Dasarnya adalah praktek yang langsung dilakukan oleh Rasulullah SAW kepada para istrinya. Aisyah radhiyallahu anha punya kamar yang berbeda dengan kamar-kamar istri beliau SAW yang lain. Namun sebagian sejarawan mengatakan mereka bukan tinggal di dalam rumah yang sama. Hanya saja rumah-rumah mereka memang sangat kecil, sehingga sering disebut dengan kamar (juhrah). Namun gedungnya tetap terpisah dan berlainan.
Kalau pun ternyata ditempatkan di dalam satu rumah dan satu atap, tetap harus di kamar-kamar yang berbeda. Kenapa tetap harus beda kamar?
Karena kamar itu representasi dari menjaga aurat. Mengingat meski kedua istri itu sudah dianggap satu keluarga, namun tetap ada aurat yang harus dijaga di antara keduanya. Benar bahwa tidak ada batas aurat antara suami istri, tetapi dengan sesama istri, walau pun sama-sama bersuamikan orang yang sama, tetap harus ada batas aurat.
Bila seorang suami sedang berhubungan dengan salah satu istrinya, maka istri yang lainnya tetap haram untuk melihat atau hadir di dalamnya. Apalagi ikutan berhubungan juga, maka hukumnya lebih haram lagi.
Karena itulah bila seorang suami sedang bercumbu dengan salah satu istrinya, maka kedua harus istitar (bersembunyi di balik hijab) dari istri yang lainnya.

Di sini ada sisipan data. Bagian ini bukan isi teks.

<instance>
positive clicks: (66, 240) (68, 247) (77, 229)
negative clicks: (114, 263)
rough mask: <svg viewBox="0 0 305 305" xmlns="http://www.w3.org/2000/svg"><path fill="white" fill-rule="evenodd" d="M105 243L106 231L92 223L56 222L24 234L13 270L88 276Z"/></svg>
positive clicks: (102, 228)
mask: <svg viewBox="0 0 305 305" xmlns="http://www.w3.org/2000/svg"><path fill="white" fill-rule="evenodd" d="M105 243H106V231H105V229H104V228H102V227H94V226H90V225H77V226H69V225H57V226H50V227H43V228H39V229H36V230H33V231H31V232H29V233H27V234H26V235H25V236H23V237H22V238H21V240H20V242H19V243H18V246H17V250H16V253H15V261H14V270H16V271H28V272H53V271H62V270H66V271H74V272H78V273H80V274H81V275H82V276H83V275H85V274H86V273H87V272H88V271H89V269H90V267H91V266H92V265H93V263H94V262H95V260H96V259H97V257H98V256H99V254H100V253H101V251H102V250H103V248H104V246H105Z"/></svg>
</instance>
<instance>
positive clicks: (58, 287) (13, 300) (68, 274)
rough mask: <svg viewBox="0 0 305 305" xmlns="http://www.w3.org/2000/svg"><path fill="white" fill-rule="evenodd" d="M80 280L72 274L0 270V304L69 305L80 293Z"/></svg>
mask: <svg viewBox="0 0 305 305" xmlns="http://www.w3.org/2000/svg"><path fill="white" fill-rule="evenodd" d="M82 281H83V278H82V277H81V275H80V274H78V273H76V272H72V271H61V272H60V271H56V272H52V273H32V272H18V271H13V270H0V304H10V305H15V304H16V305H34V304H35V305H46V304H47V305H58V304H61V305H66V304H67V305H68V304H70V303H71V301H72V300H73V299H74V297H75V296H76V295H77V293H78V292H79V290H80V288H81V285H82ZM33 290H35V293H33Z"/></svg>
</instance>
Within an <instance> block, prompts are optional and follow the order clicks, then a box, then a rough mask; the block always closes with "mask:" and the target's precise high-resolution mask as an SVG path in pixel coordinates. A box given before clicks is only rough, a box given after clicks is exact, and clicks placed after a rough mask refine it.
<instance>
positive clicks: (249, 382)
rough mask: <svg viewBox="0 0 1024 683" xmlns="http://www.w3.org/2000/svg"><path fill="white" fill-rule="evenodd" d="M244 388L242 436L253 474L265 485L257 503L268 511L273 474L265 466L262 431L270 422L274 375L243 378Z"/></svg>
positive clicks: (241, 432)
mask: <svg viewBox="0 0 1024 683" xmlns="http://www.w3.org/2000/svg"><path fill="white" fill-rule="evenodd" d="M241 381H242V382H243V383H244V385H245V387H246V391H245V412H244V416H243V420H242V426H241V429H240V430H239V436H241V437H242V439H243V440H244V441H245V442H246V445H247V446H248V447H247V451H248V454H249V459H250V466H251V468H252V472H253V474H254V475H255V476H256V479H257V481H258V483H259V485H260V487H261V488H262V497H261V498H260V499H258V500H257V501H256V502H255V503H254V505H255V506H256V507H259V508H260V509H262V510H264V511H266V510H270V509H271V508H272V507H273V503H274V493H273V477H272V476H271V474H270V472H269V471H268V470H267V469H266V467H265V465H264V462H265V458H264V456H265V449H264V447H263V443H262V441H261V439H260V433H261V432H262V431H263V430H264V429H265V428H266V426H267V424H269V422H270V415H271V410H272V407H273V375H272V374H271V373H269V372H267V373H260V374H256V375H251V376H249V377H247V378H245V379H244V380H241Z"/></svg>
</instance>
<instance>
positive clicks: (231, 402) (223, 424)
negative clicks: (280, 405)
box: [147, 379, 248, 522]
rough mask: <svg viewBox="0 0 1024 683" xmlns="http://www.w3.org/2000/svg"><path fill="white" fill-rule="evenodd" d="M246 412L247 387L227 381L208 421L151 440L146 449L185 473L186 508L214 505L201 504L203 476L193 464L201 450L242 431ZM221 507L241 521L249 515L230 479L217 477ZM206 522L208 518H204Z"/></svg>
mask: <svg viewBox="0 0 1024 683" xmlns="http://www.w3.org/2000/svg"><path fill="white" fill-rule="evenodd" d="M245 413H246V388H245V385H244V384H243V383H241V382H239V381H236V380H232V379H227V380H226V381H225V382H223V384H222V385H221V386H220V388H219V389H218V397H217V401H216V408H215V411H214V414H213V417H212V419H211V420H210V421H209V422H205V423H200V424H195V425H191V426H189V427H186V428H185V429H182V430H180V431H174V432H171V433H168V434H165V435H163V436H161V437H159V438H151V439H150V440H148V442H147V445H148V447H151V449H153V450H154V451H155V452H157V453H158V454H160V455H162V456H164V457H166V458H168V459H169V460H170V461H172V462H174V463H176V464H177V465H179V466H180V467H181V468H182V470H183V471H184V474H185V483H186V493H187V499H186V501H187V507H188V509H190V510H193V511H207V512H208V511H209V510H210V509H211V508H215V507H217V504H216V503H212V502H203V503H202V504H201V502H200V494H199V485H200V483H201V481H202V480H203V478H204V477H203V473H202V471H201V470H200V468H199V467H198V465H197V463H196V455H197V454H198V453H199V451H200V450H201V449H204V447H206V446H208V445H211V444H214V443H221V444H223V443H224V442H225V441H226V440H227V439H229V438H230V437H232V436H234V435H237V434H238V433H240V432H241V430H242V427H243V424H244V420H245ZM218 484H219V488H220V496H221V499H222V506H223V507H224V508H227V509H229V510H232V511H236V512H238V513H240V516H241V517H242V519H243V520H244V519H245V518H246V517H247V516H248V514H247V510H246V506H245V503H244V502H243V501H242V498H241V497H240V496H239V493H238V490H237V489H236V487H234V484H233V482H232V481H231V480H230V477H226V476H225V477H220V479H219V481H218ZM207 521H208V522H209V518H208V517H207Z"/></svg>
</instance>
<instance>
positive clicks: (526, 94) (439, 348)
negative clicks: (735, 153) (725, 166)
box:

Tapi yang lebih sering terjadi justru para wanita yang sama-sama dimadu oleh seorang suami, tidak akan pernah rela bila ditempatkan di dalam satu rumah yang sama. Dan bila hal itu terjadi pada diri seorang wanita, tidak bisa dinafikan. Sebab itulah yang juga terjadi pada para istri Nabi SAW.